Homem admite tiros contra a ex-esposa por “legítima defesa”: mantida pena de 10 anos

Um homem condenado pela Justiça de Limeira (SP) por tentar matar a própria esposa tentou reduzir a pena na Justiça alegando que havia confessado os disparos. A defesa sustentou que a admissão dos tiros deveria ser reconhecida como confissão espontânea, o que permitiria a diminuição da pena. O Tribunal de Justiça de São Paulo, porém, entendeu que a alegação de legítima defesa impede o reconhecimento desse benefício.

O acórdão do último dia 5 da 14ª Câmara de Direito Criminal negou o recurso da defesa e manteve a condenação imposta pelo Tribunal do Júri.

O caso ocorreu em novembro de 2023. Segundo a denúncia, o casal estava em processo de divórcio litigioso após cerca de 15 anos de relacionamento. Um dia antes do crime, o homem foi citado em uma ação de alimentos movida em favor do filho do casal, fato que, de acordo com o processo, o deixou irritado.

No dia seguinte, ele foi até a residência da esposa e se escondeu atrás de um carro estacionado nas proximidades. Conforme a acusação, aguardou a mulher sair de casa para ir ao trabalho.
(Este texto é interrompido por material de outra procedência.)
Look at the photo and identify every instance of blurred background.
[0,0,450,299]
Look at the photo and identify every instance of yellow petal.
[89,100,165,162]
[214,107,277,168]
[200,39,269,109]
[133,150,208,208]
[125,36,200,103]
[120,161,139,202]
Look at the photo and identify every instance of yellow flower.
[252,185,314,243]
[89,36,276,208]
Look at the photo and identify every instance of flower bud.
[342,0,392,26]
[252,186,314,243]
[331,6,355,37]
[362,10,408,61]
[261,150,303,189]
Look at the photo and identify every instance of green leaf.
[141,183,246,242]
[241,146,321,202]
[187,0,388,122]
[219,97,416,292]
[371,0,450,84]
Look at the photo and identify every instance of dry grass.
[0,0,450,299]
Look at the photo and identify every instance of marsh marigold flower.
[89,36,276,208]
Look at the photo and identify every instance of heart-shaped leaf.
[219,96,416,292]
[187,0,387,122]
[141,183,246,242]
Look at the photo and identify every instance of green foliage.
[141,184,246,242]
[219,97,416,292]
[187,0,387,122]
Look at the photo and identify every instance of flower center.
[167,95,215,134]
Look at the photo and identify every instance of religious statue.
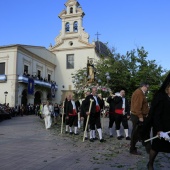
[87,59,95,83]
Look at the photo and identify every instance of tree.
[73,47,166,101]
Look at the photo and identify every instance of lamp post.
[4,91,8,105]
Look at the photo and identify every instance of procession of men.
[43,86,130,143]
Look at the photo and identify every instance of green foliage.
[73,47,168,101]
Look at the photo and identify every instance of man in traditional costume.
[107,94,115,138]
[85,87,106,142]
[114,90,130,140]
[80,91,90,140]
[147,73,170,170]
[130,82,150,155]
[66,95,78,135]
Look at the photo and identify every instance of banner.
[51,84,55,98]
[28,78,34,94]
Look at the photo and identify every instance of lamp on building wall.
[4,91,8,105]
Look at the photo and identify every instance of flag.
[28,78,34,94]
[51,84,55,98]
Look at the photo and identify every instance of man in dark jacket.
[66,95,78,135]
[80,91,90,140]
[114,90,130,140]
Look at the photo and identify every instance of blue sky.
[0,0,170,70]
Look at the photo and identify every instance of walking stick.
[83,99,93,142]
[61,101,64,134]
[145,131,170,142]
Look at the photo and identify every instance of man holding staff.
[80,91,90,140]
[66,95,78,135]
[84,87,106,142]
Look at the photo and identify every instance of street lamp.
[4,91,8,105]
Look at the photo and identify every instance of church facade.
[0,0,100,106]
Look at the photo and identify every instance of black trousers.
[89,112,101,130]
[130,114,151,151]
[83,116,88,131]
[114,113,129,130]
[109,114,115,128]
[69,115,78,127]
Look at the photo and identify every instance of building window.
[37,70,41,80]
[65,22,70,32]
[24,65,28,74]
[70,7,73,14]
[48,74,51,82]
[0,63,5,74]
[67,54,74,69]
[73,21,78,32]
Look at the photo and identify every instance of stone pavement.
[0,115,170,170]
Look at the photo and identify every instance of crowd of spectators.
[23,71,56,85]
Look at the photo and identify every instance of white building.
[0,45,57,106]
[0,0,106,106]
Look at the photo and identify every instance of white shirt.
[93,96,99,105]
[71,100,76,109]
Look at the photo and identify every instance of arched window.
[65,22,70,32]
[70,7,73,14]
[73,21,78,32]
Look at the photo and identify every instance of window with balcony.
[0,62,5,75]
[37,70,41,80]
[66,54,74,69]
[24,65,28,74]
[48,74,51,82]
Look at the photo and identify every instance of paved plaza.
[0,115,170,170]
Quando ela deixou o imóvel, o homem surgiu de forma repentina, apontou uma arma de fogo e disse que havia advertido para que ela não “fosse atrás dessas coisas”.

Em seguida, efetuou três disparos. Um deles atingiu a mão da vítima e outro feriu o braço esquerdo. O crime não se consumou porque a mulher se jogou no chão e foi socorrida por pessoas que estavam nas proximidades. Ela foi levada inicialmente a uma unidade de pronto atendimento e depois encaminhada à Santa Casa da cidade, onde foi constatada fratura exposta.

Após o ataque, o agressor fugiu, mas acabou sendo preso posteriormente por mandado judicial.

O réu foi julgado pelo Tribunal do Júri e condenado a 10 anos e 8 meses de reclusão, em regime inicial fechado, por tentativa de homicídio qualificado contra mulher por razões da condição do sexo feminino, além de motivo fútil e recurso que dificultou a defesa da vítima.

No recurso ao tribunal, a defesa pediu o reconhecimento da atenuante de confissão espontânea, a redução máxima da pena pela tentativa e a fixação de regime prisional mais brando.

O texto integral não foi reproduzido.